Improving market sees Shaftesbury Capital set eyes on expansion
Shaftesbury Capital has said it is looking at opportunities to expand and add to its growth prospects amid an “improving market backdrop”.
The real estate investment trust – which has a London-based portfolio focused on Covent Garden, Carnaby, and Chinatown – said demand for West End real estate is strong, adding that the area has continued to attract investment from international and domestic investors.
The REIT also said that it has seen high footfall, a growth in customer sales, and limited vacancy across its portfolio, aided by “excellent” levels of leasing activity, a good pipeline, and a number of customers upsizing across its estate.
The group expects continued performance in rents and valuation which it said are well underpinned and are positioned for further growth.
This comes as the REIT releases its half-year report for the six months ending 30 June, a period during which the value of its wholly-owned property portfolio increased by 1.4% on a like-for-like basis to £4.8bn, equivalent to an average of approximately £1,764 per sq ft.
During the period, the group completed 217 leasing transactions, representing £28.1m of contracted rent. This was 7% ahead of December 2023 estimated rental value and 16% ahead of previous passing rents.
Shaftesbury Capital has also completed £216m worth of disposals completed since the merger between Shaftesbury and Capco in March 2023, with £86m reinvested in acquisitions to improve the quality of its portfolio.
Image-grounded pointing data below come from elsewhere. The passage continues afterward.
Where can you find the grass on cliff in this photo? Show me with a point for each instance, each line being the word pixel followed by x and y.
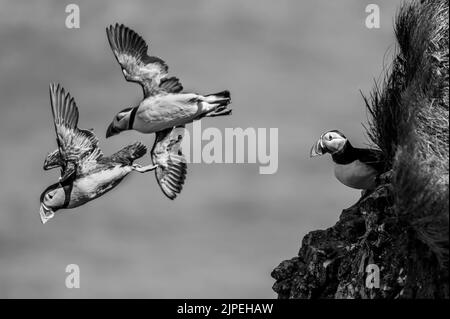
pixel 409 122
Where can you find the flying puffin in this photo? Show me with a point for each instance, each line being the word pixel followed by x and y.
pixel 164 107
pixel 93 174
pixel 354 167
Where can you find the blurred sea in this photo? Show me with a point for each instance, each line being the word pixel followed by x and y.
pixel 294 65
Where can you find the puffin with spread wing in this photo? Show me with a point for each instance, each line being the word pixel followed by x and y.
pixel 164 110
pixel 86 172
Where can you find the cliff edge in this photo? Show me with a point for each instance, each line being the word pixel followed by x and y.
pixel 394 242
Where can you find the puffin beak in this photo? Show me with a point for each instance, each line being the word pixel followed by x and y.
pixel 318 148
pixel 45 213
pixel 111 131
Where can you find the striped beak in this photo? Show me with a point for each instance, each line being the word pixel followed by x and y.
pixel 45 213
pixel 318 148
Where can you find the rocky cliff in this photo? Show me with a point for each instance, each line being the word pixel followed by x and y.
pixel 394 242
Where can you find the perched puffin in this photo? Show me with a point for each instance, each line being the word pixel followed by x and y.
pixel 354 167
pixel 94 174
pixel 164 107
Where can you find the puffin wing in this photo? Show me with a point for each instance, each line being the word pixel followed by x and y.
pixel 129 154
pixel 130 51
pixel 166 153
pixel 371 157
pixel 75 146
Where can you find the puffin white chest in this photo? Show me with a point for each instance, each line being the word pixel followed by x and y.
pixel 356 175
pixel 96 184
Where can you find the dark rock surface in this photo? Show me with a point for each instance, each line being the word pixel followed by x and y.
pixel 332 263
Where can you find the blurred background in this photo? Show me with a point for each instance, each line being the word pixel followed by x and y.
pixel 294 65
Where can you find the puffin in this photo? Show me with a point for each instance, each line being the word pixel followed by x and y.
pixel 164 109
pixel 354 167
pixel 91 173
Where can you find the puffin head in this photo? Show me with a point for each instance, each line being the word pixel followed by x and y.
pixel 52 199
pixel 331 142
pixel 121 122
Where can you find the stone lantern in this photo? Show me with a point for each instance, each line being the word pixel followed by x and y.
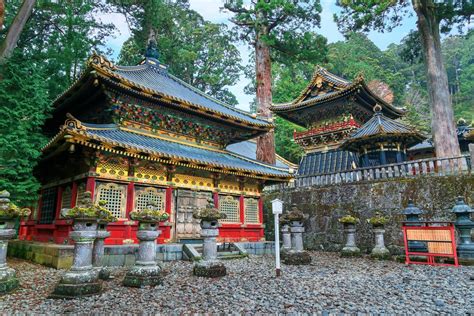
pixel 146 272
pixel 9 212
pixel 296 255
pixel 209 266
pixel 105 217
pixel 412 214
pixel 350 249
pixel 81 279
pixel 464 225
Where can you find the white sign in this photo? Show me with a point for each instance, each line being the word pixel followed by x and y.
pixel 277 206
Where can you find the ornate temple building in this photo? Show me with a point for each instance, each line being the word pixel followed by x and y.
pixel 332 109
pixel 137 133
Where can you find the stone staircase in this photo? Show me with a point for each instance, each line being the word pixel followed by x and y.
pixel 225 251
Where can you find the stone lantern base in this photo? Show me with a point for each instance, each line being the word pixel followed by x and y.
pixel 139 276
pixel 77 283
pixel 380 253
pixel 297 258
pixel 8 280
pixel 209 269
pixel 350 252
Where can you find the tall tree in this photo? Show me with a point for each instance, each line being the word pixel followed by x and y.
pixel 14 31
pixel 24 100
pixel 384 15
pixel 280 25
pixel 199 52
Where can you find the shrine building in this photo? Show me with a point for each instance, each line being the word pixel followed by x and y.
pixel 130 134
pixel 333 110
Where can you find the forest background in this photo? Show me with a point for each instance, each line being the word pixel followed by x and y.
pixel 59 37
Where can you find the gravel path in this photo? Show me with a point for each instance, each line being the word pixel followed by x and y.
pixel 329 285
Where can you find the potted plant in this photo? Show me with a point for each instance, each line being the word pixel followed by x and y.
pixel 209 216
pixel 378 220
pixel 349 221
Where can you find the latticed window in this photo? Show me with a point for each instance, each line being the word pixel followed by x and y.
pixel 48 206
pixel 144 195
pixel 251 211
pixel 115 195
pixel 66 198
pixel 230 206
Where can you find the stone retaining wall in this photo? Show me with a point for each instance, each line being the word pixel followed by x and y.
pixel 325 205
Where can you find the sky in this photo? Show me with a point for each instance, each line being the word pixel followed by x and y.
pixel 210 10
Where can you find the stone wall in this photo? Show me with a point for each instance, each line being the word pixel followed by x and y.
pixel 324 205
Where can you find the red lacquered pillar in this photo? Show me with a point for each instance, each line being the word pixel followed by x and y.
pixel 73 194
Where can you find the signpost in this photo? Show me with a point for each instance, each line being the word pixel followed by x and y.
pixel 277 209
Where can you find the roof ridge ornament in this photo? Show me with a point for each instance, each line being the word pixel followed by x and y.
pixel 100 61
pixel 152 46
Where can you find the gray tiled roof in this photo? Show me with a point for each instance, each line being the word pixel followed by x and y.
pixel 154 76
pixel 164 148
pixel 249 149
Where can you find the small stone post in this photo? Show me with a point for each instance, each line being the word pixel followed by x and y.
pixel 464 225
pixel 379 251
pixel 412 214
pixel 99 250
pixel 145 272
pixel 297 255
pixel 209 266
pixel 285 230
pixel 8 279
pixel 350 249
pixel 81 279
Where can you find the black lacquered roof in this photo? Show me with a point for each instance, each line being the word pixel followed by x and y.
pixel 327 162
pixel 113 135
pixel 151 74
pixel 382 128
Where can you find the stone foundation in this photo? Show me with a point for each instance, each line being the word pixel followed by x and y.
pixel 60 256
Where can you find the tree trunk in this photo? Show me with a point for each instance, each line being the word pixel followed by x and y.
pixel 443 126
pixel 14 31
pixel 263 70
pixel 2 14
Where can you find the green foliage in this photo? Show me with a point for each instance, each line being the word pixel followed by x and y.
pixel 11 210
pixel 85 208
pixel 197 51
pixel 378 219
pixel 24 105
pixel 349 219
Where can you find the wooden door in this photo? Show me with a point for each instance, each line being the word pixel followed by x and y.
pixel 187 202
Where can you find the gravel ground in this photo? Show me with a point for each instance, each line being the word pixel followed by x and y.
pixel 329 285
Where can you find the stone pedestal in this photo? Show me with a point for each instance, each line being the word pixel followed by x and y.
pixel 297 255
pixel 350 249
pixel 8 279
pixel 98 252
pixel 464 226
pixel 82 279
pixel 209 266
pixel 145 272
pixel 380 251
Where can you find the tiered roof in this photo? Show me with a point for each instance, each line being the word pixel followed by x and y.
pixel 381 128
pixel 134 143
pixel 327 89
pixel 150 80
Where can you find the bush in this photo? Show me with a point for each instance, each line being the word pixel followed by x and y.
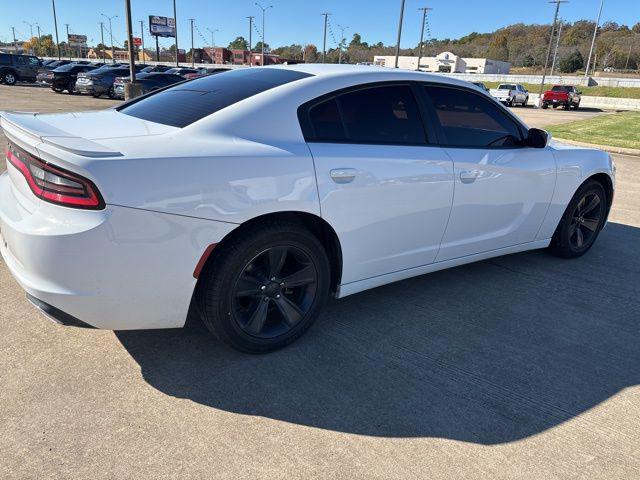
pixel 572 63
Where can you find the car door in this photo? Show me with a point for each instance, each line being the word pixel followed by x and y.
pixel 383 184
pixel 502 188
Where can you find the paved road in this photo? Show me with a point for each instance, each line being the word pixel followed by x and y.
pixel 519 367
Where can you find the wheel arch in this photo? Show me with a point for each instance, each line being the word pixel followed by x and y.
pixel 315 224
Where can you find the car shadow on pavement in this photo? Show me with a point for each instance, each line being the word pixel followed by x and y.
pixel 487 353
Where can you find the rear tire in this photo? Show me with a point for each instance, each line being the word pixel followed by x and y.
pixel 581 222
pixel 251 298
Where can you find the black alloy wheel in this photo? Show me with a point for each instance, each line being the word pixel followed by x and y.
pixel 263 287
pixel 585 221
pixel 274 292
pixel 581 222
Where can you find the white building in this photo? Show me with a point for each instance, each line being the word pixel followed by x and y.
pixel 446 62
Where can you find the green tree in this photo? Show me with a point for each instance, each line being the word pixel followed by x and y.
pixel 239 44
pixel 572 63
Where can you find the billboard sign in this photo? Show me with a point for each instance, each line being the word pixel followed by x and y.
pixel 162 26
pixel 77 40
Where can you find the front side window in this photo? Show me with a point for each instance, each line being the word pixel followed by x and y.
pixel 376 115
pixel 469 120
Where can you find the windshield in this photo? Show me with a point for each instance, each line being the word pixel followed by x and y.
pixel 188 102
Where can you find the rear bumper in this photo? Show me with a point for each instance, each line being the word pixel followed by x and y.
pixel 119 268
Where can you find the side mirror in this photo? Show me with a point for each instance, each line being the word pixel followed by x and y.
pixel 537 138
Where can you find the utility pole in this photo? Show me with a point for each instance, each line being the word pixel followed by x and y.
pixel 55 23
pixel 142 37
pixel 132 89
pixel 399 33
pixel 193 62
pixel 555 54
pixel 342 40
pixel 175 20
pixel 264 10
pixel 424 19
pixel 68 45
pixel 250 29
pixel 39 38
pixel 593 41
pixel 102 38
pixel 113 53
pixel 324 40
pixel 546 60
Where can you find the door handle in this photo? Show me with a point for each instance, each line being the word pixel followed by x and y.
pixel 343 175
pixel 469 176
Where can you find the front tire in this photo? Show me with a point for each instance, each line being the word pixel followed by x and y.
pixel 581 222
pixel 264 289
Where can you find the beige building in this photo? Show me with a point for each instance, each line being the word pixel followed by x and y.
pixel 446 62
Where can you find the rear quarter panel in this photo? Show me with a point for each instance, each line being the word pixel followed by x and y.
pixel 575 165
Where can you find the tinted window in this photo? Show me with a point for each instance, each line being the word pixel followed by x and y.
pixel 382 115
pixel 188 102
pixel 326 121
pixel 469 120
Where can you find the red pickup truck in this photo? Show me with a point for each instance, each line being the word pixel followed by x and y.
pixel 567 96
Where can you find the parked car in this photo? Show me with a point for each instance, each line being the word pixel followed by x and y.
pixel 253 195
pixel 202 71
pixel 565 96
pixel 99 82
pixel 149 82
pixel 64 78
pixel 481 85
pixel 15 68
pixel 181 71
pixel 155 68
pixel 512 94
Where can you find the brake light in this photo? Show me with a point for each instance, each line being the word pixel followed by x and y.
pixel 54 184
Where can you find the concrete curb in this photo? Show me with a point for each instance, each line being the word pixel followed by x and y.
pixel 607 148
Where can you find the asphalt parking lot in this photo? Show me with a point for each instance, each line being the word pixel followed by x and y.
pixel 523 366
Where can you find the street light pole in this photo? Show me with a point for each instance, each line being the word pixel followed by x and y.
pixel 324 38
pixel 399 33
pixel 555 54
pixel 342 40
pixel 593 40
pixel 546 60
pixel 55 23
pixel 193 62
pixel 424 19
pixel 68 44
pixel 175 20
pixel 113 53
pixel 142 37
pixel 250 29
pixel 264 10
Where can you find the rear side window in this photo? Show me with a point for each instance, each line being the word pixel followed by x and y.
pixel 188 102
pixel 376 115
pixel 470 120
Ian Hawksworth, chief executive of Shaftesbury capital, said: “We are very pleased with performance across the business. Having set clear priorities, we are delivering on strategy. Conditions across the West End’s occupational and investment markets continue to improve. Our strong leasing activity at rents on average 7 per cent ahead of December 2023 ERV is delivering rental growth and increased valuations. With a strong balance sheet, we are well-positioned to generate rental growth and take advantage of market opportunities.”
In May, Shaftesbury Capital said it had seen “strong” retail and hospitality leasing demand across its London portfolio in 2024. Recent additions include Charlotte Tilbury, Alo, ELEMIS, Odd Muse, Missoma, Axel Arigato, ERGON House, PANGAIA, and SanHao.